Tout en assurant avoir "beaucoup d'informations" sur ces ingérences, M. Saied a refusé de donner des détails sur ces forces arguant que le "devoir" l'"empêche de parler" pour ne pas "rendre la situation (en Tunisie) plus complexe".

Des partis politiques tunisiens s'étant affrontés au Parlement début juin au sujet de la position tunisienne en Libye. Le mouvement d'inspiration islamiste Ennahdha et son ennemi juré, le Parti destourien libre, avaient été accusés d'être manipulés.

Le président tunisien a également rejeté toutes les ingérences étrangères en Libye, divisée entre le gouvernement d'union nationale (GNA), basé à Tripoli, et les forces du maréchal Khalifa Haftar, l'homme fort de l'Est, que la France est accusée d'avoir soutenu.
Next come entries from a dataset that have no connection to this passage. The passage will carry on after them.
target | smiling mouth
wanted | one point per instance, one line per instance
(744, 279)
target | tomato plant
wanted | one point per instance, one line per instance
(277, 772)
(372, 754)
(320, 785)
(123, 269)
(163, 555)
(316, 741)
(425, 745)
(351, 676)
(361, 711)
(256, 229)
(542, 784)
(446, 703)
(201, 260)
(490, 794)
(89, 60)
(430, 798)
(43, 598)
Interrogé sur l'intervention turque en soutien au GNA, sévèrement critiquée par le président français Emmanuel Macron lors de la conférence commune lundi, M. Saied a souligné que "n'importe quelle ingérence est un danger".

"Les interventions étrangères ne font qu'envenimer" le conflit, a-t-il martelé, soulignant que "la responsabilité est partagée".

M. Saied a mis en garde contre les tentatives pour "diviser" la Libye.

"La division (de la Libye) pourrait être une porte ouverte à la division d'autres pays voisins (...), c'est un danger pour la Tunisie et sur l'Algérie", a-t-il averti.

M. Saied a critiqué le soutien apporté au GNA par le chef du Parlement tunisien Rached Ghannouchi, également leader du parti d'inspiration islamiste Ennahdha, proche d'Ankara.

"La légalité internationale et une résolution du Conseil de sécurité donnent une assise légale à ce gouvernement de Fayez al-Sarraj, mais cette légalité internationale ne peut pas durer" et "doit être remplacée par (…) une légitimité populaire", a-t-il estimé.

"Il n'y a qu'une seule diplomatie tunisienne dirigée par le chef de l'Etat", a-t-il ajouté.